The real highlights of the last three days, aside from Axel’s exquisite meals, have been our walks; getting out and confirming that spring is coming makes me happy.

Five days and counting

It is day 5 post-op. I am down to one pill a day, a low dose aspirin that keeps my blood from clotting. I have to take it till sometime in May, when I will also have shed the sling and there will be no obvious outward sign of my operation. I have showered and stopped icing. Progress, in other words. I can make my own breakfast and dress myself although the latter is still a little challenging.

I started to work a bit yesterday although it drained me and required a two hour nap. Take it easy, say people, but if you don’t, like I did, no one stops you. Once people know you have started to read email, all bets are off. Today I have my first phone-in meeting and some tasks to do that have a deadline of tomorrow, rotator cuff surgery or not. They are important tasks because they are about budgets. I want to be in that conversation as my ability to be billable full time is on the line.

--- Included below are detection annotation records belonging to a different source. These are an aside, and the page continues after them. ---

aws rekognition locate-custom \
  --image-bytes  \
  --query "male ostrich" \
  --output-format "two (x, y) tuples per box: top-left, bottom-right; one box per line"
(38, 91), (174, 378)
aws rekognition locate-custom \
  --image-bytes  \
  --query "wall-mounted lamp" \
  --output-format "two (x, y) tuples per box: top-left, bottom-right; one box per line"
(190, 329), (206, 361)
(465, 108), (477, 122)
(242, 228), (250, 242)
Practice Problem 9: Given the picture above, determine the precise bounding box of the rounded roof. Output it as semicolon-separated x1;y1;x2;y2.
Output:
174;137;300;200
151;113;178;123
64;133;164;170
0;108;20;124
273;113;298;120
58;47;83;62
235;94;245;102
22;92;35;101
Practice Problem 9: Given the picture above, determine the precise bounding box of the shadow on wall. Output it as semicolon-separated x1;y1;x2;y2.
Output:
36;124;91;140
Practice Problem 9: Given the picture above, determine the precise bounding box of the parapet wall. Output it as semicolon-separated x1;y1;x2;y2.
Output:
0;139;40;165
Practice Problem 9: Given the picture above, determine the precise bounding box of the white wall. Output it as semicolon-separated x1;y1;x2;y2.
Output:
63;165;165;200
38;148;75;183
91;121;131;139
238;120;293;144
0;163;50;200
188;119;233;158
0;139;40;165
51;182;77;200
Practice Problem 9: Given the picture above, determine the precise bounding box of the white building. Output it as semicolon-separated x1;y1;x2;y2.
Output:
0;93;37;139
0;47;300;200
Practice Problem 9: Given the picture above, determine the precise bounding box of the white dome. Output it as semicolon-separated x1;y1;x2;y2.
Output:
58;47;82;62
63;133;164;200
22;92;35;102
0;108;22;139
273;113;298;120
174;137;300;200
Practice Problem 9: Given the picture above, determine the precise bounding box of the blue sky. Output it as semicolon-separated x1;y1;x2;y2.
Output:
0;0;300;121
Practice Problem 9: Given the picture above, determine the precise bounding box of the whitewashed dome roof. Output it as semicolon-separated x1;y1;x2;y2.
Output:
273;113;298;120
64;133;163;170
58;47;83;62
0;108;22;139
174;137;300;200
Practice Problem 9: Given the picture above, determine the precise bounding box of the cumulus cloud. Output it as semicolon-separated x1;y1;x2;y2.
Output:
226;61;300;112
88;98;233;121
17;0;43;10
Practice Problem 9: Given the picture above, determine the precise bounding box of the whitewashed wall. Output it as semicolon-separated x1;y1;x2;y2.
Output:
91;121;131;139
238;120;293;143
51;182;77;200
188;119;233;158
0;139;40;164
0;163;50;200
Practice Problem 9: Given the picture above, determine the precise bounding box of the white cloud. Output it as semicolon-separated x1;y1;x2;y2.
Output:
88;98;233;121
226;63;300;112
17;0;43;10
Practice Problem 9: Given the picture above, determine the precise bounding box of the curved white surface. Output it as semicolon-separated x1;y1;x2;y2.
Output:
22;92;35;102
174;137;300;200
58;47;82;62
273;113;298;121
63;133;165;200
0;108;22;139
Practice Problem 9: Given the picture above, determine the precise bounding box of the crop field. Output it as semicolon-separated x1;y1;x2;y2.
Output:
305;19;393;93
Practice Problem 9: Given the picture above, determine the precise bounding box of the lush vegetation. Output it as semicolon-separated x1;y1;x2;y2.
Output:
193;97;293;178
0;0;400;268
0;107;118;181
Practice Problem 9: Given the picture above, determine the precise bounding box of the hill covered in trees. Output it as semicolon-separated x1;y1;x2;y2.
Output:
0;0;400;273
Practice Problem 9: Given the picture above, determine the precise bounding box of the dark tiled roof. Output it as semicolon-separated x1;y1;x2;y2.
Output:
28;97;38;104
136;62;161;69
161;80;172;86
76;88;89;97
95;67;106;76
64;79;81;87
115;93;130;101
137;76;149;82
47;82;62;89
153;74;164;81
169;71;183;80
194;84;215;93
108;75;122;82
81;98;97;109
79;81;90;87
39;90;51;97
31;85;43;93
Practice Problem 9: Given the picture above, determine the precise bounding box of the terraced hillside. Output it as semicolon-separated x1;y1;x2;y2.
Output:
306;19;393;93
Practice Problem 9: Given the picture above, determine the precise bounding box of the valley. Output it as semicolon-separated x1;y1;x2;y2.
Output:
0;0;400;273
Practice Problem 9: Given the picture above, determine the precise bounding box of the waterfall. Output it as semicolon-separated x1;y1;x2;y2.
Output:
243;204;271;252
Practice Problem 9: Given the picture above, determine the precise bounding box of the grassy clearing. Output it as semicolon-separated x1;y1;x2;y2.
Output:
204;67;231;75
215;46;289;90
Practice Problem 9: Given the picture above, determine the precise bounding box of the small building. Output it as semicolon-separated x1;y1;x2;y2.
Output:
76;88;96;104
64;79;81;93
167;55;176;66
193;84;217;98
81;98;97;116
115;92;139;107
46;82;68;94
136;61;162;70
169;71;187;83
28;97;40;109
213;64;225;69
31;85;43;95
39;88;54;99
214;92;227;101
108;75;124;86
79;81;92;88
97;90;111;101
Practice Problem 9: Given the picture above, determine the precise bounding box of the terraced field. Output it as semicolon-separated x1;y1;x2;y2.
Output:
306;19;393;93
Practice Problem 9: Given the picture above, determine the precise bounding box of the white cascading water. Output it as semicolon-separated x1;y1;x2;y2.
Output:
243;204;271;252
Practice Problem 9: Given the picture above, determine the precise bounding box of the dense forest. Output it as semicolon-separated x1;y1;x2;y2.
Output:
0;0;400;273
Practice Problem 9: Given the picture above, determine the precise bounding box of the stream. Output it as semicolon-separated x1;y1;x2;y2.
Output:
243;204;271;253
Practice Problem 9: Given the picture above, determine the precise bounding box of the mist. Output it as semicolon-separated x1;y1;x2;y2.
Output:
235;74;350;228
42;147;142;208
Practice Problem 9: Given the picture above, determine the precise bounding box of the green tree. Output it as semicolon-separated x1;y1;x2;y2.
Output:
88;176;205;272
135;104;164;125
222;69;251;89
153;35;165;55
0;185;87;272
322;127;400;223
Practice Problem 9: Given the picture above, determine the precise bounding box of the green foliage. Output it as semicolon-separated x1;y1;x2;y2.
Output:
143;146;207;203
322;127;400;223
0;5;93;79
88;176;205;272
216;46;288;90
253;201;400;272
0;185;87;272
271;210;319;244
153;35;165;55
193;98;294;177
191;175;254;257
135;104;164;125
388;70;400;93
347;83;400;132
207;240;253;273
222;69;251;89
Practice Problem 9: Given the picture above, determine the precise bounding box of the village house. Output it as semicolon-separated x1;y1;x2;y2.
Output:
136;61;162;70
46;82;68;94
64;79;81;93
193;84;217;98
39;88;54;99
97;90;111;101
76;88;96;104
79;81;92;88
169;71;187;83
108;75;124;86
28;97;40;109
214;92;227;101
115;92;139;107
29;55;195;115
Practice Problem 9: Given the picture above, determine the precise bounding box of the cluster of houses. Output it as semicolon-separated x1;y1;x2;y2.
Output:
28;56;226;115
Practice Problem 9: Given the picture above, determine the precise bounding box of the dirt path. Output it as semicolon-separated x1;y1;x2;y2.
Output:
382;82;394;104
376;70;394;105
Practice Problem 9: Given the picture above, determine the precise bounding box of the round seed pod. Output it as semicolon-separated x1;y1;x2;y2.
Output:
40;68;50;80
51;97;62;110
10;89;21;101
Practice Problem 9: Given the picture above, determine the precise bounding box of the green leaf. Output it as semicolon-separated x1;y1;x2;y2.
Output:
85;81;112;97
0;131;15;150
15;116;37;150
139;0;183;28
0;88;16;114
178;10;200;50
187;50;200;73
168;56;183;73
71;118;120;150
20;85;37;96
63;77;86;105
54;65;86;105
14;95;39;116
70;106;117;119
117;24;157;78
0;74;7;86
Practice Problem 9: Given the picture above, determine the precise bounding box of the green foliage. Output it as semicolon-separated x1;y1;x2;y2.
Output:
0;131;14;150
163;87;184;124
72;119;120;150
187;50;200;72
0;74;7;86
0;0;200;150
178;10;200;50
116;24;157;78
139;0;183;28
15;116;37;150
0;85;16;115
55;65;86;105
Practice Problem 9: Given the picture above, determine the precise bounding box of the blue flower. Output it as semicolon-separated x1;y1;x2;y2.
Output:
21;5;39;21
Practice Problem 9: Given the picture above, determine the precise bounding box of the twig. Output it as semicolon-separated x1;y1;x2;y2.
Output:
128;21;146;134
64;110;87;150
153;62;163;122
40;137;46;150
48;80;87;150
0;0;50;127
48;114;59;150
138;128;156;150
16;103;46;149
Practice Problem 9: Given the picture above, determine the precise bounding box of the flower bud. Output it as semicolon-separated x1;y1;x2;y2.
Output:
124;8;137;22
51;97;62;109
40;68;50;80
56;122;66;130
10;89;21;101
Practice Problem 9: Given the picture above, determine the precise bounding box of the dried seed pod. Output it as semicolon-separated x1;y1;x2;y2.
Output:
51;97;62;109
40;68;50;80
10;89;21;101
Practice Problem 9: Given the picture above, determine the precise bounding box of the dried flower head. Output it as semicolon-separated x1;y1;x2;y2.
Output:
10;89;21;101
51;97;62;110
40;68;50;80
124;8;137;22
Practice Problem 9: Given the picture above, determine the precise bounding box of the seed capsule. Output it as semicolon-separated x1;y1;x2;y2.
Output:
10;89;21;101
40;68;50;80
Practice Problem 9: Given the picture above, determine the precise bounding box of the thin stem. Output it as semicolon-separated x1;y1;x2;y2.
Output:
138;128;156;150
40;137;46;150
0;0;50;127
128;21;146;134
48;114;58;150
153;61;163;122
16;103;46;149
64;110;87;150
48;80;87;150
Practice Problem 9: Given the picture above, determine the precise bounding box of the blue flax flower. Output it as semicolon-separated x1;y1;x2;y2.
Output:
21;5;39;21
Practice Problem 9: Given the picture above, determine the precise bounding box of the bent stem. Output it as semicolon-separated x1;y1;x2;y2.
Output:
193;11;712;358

I have been eyeing my knitting basket with the half-made finger puppets. Luckily I am missing critical colors of wool, otherwise I would have tried. I am anxious to find out whether I can knit with one arm at a 90 degree angle in a sling. My calculations say that I should be able to.

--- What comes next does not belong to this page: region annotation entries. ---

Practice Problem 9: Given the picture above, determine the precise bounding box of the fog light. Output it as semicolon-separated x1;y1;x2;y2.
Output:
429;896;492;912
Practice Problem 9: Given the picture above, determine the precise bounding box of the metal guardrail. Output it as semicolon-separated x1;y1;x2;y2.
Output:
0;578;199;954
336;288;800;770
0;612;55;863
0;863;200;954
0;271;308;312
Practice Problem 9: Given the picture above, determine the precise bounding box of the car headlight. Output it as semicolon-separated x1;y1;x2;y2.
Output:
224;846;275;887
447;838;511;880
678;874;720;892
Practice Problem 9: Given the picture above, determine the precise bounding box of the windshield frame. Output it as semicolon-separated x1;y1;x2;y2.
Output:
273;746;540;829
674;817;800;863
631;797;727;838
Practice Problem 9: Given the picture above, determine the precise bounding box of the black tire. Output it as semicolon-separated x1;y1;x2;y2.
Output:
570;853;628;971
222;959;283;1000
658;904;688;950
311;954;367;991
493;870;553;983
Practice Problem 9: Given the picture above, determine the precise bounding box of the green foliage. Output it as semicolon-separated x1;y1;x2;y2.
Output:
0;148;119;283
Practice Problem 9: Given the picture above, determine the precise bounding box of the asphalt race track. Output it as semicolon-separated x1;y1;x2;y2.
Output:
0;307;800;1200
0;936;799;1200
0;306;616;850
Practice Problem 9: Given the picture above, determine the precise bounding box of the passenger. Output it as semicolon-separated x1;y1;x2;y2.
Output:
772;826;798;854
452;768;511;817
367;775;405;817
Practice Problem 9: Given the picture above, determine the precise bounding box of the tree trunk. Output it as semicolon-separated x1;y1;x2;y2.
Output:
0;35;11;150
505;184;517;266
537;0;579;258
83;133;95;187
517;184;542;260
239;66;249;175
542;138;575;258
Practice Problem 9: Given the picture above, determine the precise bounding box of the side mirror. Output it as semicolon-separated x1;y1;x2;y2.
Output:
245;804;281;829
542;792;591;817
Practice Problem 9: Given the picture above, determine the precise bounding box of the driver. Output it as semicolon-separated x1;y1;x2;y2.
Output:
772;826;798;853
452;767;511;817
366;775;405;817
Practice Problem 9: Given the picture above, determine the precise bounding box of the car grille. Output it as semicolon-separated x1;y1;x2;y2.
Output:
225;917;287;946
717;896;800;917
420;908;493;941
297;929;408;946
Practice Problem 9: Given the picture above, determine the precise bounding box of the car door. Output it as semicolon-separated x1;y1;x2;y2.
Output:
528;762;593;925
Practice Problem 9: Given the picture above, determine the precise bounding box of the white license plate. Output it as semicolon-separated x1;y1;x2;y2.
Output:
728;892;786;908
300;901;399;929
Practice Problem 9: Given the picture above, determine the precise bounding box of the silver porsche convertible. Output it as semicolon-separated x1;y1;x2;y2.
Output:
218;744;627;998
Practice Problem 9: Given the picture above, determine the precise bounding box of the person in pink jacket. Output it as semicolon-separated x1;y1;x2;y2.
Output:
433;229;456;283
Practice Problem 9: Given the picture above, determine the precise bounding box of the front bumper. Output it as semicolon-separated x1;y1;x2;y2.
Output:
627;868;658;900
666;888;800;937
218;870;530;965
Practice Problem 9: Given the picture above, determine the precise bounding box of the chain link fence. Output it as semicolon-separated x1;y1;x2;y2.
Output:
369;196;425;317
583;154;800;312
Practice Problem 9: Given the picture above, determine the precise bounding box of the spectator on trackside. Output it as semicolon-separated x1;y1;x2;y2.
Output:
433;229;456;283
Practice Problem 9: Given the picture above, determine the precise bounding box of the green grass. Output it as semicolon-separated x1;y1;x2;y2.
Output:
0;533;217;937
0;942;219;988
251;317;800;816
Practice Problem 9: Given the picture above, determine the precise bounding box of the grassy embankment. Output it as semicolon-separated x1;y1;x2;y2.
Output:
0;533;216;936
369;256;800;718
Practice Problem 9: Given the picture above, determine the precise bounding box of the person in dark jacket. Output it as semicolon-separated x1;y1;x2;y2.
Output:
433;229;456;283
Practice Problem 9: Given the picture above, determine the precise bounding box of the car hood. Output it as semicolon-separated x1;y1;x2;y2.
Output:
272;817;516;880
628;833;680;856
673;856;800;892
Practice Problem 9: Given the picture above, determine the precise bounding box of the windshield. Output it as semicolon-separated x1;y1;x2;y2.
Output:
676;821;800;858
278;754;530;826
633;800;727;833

Axel has been a great caretaker, as always, stoking up the fire next to my recovery couch, cooking healthy meals and managing the pills in the early post op days; there were many and all at different times of the day. When it is bedtime, still early for me, he packs me in my recliner which we moved up to the bedroom. We call it my business class seat. If I could travel in that seat I could circle the world with ease. I am asking for a business class seat for my trip to Addis in two and a half week and hope the doctor will write exactly the right sentences so that our corporate benefits manager will give the thumbs up.